La Clef des Champs (literally, “the key fields”, often used to indicate being out in the countryside) is a homestead region designed by Rose Ulrik (Rose Siabonne), which opened in April 2018. Caitlyn and I were able to visit not long after it opened – courtesy of a tip-off from Shakespeare and Max (♥ as always!) – and found it to be a simple, rustic design that is both restful and has what might be for some, a tiny bit of an edge to it.
In keeping with its name, the region presents an open, undulating landscape on to which have been scattered a couple of continental farm houses and outbuildings, giving the suggestion the land might be open-sided fields. Visitors arrive in the north-east corner of the region, backed by cliffs and rocky slopes on three sides, while the fourth inclines gently down to the lands below, cut neatly by a farm track.
This hilltop is home to a modest café, proudly flying the French and Canadian flags and with a motif of the region – a series of large metal keys – hanging from one wall. From the worn patio outside of the café it is possible to look southwards over a small bay watched over by a lighthouse, to where one of the two farmhouses sits, its back to the sea, the track from the hill winding by a short distance away.
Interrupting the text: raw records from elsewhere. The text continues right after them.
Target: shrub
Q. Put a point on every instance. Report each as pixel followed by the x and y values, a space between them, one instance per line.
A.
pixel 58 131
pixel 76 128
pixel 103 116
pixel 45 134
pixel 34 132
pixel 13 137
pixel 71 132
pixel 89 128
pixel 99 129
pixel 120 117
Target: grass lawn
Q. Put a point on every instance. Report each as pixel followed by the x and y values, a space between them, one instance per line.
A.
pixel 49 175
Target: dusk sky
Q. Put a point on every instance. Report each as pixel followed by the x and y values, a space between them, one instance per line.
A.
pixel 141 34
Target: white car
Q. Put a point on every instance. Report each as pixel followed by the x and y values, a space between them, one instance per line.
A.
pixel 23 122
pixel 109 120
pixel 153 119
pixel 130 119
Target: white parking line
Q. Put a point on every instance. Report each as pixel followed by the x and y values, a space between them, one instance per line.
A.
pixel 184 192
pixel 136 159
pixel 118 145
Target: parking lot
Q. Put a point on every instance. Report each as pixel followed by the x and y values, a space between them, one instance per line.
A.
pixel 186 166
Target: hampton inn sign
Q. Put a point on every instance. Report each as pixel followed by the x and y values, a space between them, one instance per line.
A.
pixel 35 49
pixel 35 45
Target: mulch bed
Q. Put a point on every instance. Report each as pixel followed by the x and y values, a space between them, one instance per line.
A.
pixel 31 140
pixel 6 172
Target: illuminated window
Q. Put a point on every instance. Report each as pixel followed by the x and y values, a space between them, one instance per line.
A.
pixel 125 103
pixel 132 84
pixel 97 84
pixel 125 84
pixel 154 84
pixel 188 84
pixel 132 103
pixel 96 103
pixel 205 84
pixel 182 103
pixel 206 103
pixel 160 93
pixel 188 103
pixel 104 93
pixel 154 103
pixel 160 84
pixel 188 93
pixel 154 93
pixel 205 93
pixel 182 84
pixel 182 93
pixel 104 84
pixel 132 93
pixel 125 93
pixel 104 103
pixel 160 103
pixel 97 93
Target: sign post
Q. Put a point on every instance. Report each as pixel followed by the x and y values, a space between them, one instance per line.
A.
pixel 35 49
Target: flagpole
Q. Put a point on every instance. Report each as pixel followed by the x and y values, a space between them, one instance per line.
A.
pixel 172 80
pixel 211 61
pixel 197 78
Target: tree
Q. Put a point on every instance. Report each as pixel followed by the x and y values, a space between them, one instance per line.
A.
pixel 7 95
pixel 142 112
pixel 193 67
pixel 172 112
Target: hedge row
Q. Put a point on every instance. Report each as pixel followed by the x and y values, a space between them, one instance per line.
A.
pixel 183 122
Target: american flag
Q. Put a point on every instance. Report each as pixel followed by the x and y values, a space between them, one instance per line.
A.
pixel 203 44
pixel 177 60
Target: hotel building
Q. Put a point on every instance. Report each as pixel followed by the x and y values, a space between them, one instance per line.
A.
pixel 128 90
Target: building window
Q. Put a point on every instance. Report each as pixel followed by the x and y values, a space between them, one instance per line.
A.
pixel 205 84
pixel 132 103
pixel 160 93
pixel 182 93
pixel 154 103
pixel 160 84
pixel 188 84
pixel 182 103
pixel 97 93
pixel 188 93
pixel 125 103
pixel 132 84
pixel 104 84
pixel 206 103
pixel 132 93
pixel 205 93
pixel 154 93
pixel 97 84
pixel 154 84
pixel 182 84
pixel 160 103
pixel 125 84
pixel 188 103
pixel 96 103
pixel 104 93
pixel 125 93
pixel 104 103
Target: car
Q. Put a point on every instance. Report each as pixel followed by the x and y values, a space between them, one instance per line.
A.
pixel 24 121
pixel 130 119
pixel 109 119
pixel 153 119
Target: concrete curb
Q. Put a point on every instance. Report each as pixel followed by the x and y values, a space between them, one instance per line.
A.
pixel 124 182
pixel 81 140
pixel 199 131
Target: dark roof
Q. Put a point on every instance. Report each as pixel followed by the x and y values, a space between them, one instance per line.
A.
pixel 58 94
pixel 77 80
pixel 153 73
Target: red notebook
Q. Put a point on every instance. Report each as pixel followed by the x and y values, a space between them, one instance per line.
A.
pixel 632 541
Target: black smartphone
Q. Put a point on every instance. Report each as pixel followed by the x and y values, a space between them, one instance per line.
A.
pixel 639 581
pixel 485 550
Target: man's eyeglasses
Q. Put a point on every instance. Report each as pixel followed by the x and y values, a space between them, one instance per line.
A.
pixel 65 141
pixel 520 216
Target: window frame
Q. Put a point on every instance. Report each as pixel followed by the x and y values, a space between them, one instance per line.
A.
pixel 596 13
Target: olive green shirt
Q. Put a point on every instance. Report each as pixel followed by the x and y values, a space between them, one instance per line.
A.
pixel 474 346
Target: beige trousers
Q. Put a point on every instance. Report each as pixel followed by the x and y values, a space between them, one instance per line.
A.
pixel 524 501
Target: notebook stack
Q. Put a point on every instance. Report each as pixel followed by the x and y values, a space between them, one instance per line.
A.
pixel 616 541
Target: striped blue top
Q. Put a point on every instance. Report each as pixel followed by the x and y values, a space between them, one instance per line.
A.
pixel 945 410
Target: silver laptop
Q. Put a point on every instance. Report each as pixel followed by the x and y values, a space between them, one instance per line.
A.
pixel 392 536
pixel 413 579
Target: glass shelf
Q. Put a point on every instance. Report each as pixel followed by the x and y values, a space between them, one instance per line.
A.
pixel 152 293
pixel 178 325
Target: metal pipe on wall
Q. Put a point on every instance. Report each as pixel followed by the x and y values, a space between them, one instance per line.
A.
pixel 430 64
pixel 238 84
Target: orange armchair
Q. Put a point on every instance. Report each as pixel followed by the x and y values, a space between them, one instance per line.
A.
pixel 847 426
However, follow the track down the hill from the café, and before you get to the farmhouse, you’ll find the track forks, one arm continuing south past the little bay and towards the farm mentioned above, the second arm pointing a short finger west to where the second of the farms sits, chickens parading along its patio. Stepping stones offer a way onward, crossing the grass and skirting the house to curve past a little orchard and reaching on towards the farm’s outhouses, the way partially guarded by geese. A little way beyond this farm is a railway track, overlooked by an old warehouse sitting on a slight rise as the land reaches its western seaboard.
The fields between these two farms lie open to wander, a small pond offering a place to sit and, going by the bucket alongside the wooden chairs, plenty of good fishing. It looks south to where a single aged wall stands atop a low hill, the last remnant, it would seem, of a much larger structure that once occupied the hill.
Just beyond the hill with its ruined wall, the landscape is again scooped into a shallow bay, a wooden deck set out over the water to face a small island bearing a windmill. A rowing boat can be obtained from the rezzer on the deck, allowing visitors to cross the water to this little island and explore the windmill and enjoy a little more privacy from the rest of the region.
Deer and horses are to be found scattered around the region, together with numerous places to sit outdoors and enjoy the setting. These range from swings slung beneath the boughs of trees, to simple park benches to blankets waiting with lavish picnics, to the aforementioned decks and chairs – some of which also have food and drink at the ready. A little to the north of the windmill island sits an outdoor stage for music events, gently floating on the water and reached via stepping-stones – although admittedly, I’ve no idea if events are held there.
Elegant in its simplicity, La Clef des Champs makes for a relaxing visit, and rezzing is open for those wishing to use props with their photography – just do please remember to clean up behind you. There’s also a Flickr group for those wishing to submit their finished pictures. And the edge to the region I mentioned at the top of this article? It’s nothing serious for the open-minded; but do keep in mind this is an Adult region in which, although not overt, adult activities can take place.